Suddenly I'm incredibly worried. Too worried. Way too worried.

I start to imagine all the places she could be… Out, and alone, and I think…

No. She's fine. She's just off somewhere, with Andre or Trina or someone. Perfectly fine.

I send her a text, "still at school?" It says.

Then I hear a beeping echo down the hallway behind me, just as I'm about to check the courtyard. I hadn't noticed how really deserted the place had gotten; there's no one around. If it were dark out I'd… Oh, never mind. I turn around, and head back inside.

The beeping is a ring tone, judging by the rhythm, a familiar ring tone, one that I've heard before. Coming from the stairwell, back over where I just was. This time I can't stop myself from running.

I make it over to there in record time. Seriously, I think I just burned a track in the floor.

You cannot believe the relief that washes over me when I see Cat walking down the stairs.

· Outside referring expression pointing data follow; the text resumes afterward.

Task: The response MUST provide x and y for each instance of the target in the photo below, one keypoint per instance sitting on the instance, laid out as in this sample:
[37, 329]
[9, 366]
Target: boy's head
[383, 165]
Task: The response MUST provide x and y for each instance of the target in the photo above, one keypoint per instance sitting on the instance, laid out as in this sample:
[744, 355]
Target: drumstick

"Oh, hey Beck." She smiles. She has her pearphone in her hands, "hold on, I just gotta respond to the text you sent me, kay?"

I laugh, panting. I look up at the ceiling, my hands on my hips. Sheesh, I should probably run more. Then my phone starts to vibrate and I laugh some more.

Cat keeps smiling at me.

"Cat I…" How am I this tired?

"Were you looking for me?" She asks, "sorry, I was helping Sinjin chew gum for a sculpture. My jaw's really tired now."

"Cat,"

"My brother once got gum in his hair and he had to shave it all off." She says. "It was pretty bad, it took him like two months to grow it back. His hair, I mean, not the gum."

I shake my head, "Cat," I take her hands, "that's fantastic, but I need to tell that –"

"That you believe me?" She interrupts. "Yeah, I can tell."

How? I guess it doesn't matter, as long as she knows. "Good." I say. "So what did you need me to do?"

Cat looks at me for a second. I hadn't noticed that she seemed taller because she was standing a few steps higher than I was; it's odd having her stare into my eyes without her having to look up.

She really is just gorgeous… Wait; hold on, this is supposed to be a serious moment. You really need to stop letting me get distracted, shame on you.

"Hmm," Cat purrs.

"Anything I can do, anything at all." I say.

"Well," she begins.

"Yeah?"

She looks down at our hands, then back up at me. "Well, you could sleep over at my house tonight."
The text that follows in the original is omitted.